Esa casa por el parque

   En el barrio ya habían intentado deshacerse de ella varias veces. No una ni dos sino muchas más y por muchos años. Varias generaciones de vecinos habían llegado y luego se habían ido y ella todavía seguía allí, como desafiándolos a todos con su presencia. Todo el mundo la evitaba e incluso trataban de no mirarla cuando pasaban por la cuadra. Algunos hacían como que apreciaban el pavimento o el cielo. Otros sacaban sus celulares o ponían música y cerraban los ojos, al fin que el camino era derecho. Nadie quería verla ni por equivocación.

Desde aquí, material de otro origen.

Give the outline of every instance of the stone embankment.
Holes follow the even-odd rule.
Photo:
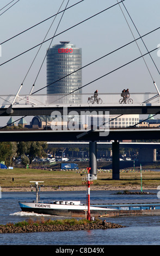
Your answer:
[[[14,224],[0,225],[0,233],[30,233],[30,232],[48,232],[56,231],[69,230],[87,230],[91,229],[101,229],[108,228],[124,228],[119,224],[106,222],[105,225],[102,221],[89,222],[88,223],[75,225],[35,225],[29,224],[22,227],[15,227]]]

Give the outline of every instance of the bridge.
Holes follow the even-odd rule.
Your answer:
[[[130,93],[133,101],[121,102],[120,93],[100,93],[102,100],[93,103],[93,94],[33,94],[1,95],[0,116],[51,115],[53,111],[63,114],[64,108],[69,114],[74,111],[78,114],[90,111],[92,114],[149,114],[160,113],[160,97],[156,93]],[[120,100],[120,102],[119,102]]]
[[[119,142],[122,139],[159,139],[159,129],[110,129],[107,136],[100,130],[0,130],[0,141],[88,142],[91,174],[96,176],[97,142],[114,140],[112,143],[112,178],[119,179]],[[103,135],[103,132],[102,132]],[[156,148],[156,145],[155,148]]]
[[[131,101],[124,102],[121,94],[99,94],[99,102],[91,102],[91,94],[2,95],[0,116],[59,115],[103,115],[160,113],[159,95],[130,94]],[[101,99],[101,101],[100,100]],[[76,102],[76,103],[75,103]],[[113,179],[119,179],[119,142],[124,139],[159,139],[159,129],[128,127],[106,130],[61,130],[51,131],[0,131],[0,141],[89,142],[90,167],[96,176],[97,142],[114,140],[112,143]]]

 Ella era una casa, como todas las otras. Bueno, eso era por afuera. Por dentro nadie sabía ya como lucía. Estaba claro que parte del techo se había caído hacía unos años por las lluvias y porque el lugar estaba tan en mal estado que no había soportado lo que todas las otras casas sí. El lugar estaba claramente maldito y cada vecino desde hacía unos cuarentas años repetía este hecho como si decirlo en voz alta los protegiera de ello pero obviamente una cosa no tenía nada que ver con la otra. Eso sí, el sitio era un símbolo del barrio.

 De hecho, del conjunto residencial de casas que habían construido hacía tantos años, era de las pocas casas que quedaban. Originalmente eran unas cincuenta casas, casi idénticas por dentro y por afuera. Había sido un proyecto ambicioso con el que habían dado hogar a muchas personas con pagos cómodos y prestamos y muchas otras facilidades de pago. Por eso, en su origen, había sido un barrio más bien humilde. Era un lugar extraño por eso y solo sus habitantes entraban en él y nadie más que ellos. Otros le tenían algo de miedo.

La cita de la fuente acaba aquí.